Since the early summer, the delta variant of the virus has been the dominant variant circulating in the United States and now represents more than 99% of new cases nationwide. Nearly every corner of the country has experienced high or substantial spread because of delta, which is much more easily transmissible than previous variants.
Scientific studies continue to show that vaccines remain effective in the prevention of serious COVID-19 infections, including those resulting in hospitalizations or death. Vaccines are also effective in preventing infection, but no vaccine is 100% effective and breakthrough infections do occur.
It has been shown that asymptomatic or mildly symptomatic fully-vaccinated people may spread the delta variant to others. Therefore, other prevention measures, including mask wearing in indoor public settings continues to be beneficial, even among fully vaccinated people because of the predominance of the delta variant.
Full vaccination is defined as two doses of an mRNA COVID-19 vaccine, such as Pfizer or Moderna or a single dose of the viral vector vaccine made by Johnson & Johnson. The full effect of vaccination begins two weeks after completion of the last dose. Currently, everyone in the U.S. ages 12 and older are eligible for a COVID-19 vaccine and should seek vaccination at the earliest opportunity.
Recently, the Food and Drug Administration approved the Pfizer vaccine for full licensure in people ages 16 and older. It remains available under emergency use authorization for 12- to 15-year-olds.
People with a moderately to severely weakened immune system benefit from a third dose of either the Pfizer or Moderna vaccine.
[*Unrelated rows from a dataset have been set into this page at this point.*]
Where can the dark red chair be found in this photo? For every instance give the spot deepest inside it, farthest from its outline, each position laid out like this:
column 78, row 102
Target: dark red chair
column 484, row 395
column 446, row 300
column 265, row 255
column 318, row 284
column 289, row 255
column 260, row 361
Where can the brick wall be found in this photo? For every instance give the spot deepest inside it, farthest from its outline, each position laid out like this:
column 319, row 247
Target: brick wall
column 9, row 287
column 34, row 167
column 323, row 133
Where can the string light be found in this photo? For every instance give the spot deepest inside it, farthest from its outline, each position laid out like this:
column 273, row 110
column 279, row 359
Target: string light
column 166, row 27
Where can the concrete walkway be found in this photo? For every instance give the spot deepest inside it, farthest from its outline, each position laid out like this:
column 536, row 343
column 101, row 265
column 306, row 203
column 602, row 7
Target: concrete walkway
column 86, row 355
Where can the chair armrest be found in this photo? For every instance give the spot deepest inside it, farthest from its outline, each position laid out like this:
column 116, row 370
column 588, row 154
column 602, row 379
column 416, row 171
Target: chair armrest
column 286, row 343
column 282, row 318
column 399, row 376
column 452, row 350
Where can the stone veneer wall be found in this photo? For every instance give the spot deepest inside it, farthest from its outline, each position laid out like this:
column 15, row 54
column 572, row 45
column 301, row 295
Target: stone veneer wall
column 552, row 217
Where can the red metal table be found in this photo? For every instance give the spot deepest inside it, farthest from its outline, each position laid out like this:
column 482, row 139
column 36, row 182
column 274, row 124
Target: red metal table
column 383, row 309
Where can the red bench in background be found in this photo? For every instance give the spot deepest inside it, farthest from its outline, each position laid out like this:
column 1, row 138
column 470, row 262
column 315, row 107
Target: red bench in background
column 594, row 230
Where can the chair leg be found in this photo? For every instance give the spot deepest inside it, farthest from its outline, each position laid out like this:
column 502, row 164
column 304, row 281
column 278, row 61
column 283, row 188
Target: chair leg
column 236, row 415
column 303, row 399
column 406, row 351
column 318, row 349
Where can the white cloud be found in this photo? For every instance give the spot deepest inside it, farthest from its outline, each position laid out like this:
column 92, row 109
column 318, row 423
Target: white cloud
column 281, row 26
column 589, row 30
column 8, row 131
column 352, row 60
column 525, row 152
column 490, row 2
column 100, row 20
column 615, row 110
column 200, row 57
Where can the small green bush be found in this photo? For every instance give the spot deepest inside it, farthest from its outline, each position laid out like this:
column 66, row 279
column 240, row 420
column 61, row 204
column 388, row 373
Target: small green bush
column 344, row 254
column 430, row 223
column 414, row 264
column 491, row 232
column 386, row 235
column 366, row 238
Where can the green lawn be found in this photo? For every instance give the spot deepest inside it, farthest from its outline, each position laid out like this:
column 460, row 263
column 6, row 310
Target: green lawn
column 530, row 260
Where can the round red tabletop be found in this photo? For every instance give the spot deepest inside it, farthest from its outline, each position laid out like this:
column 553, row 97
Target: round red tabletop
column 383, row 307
This week, the FDA amended its emergency use authorization for the Pfizer vaccine to include a booster dose for certain groups. This was based on the consideration that immunity from the primary series of this vaccine may wane over time, especially for older people.
The Centers for Disease Control and Prevention’s Advisory Committee on Immunization Practices reviewed the evidence and issued interim recommendations for a booster dose of Pfizer vaccine (at least six months after the primary two-dose series) for people 65 and older (including long-term care facility residents), and people ages 18 to 64 with underlying medical conditions. As of this writing, the recommendation is pending CDC approval.
The booster recommendation applies to recipients of the Pfizer COVID-19 vaccine only. COVID-19 vaccines (Pfizer, Moderna and Johnson & Johnson) are not considered interchangeable
Moderna has submitted a request to the FDA for authorization of a booster dose, and FDA action is pending review of the evidence. Johnson & Johnson has announced benefit from a second dose but has not yet submitted a request for booster dose authorization to the FDA.
Authorization of COVID-19 vaccines for people ages 5 to 11 is pending FDA and CDC review, but which is expected possibly as early as October.
Dr. Matthew A. Clark is a board-certified physician in internal medicine and pediatrics practicing at the Ute Mountain Ute Health Center in Towaoc.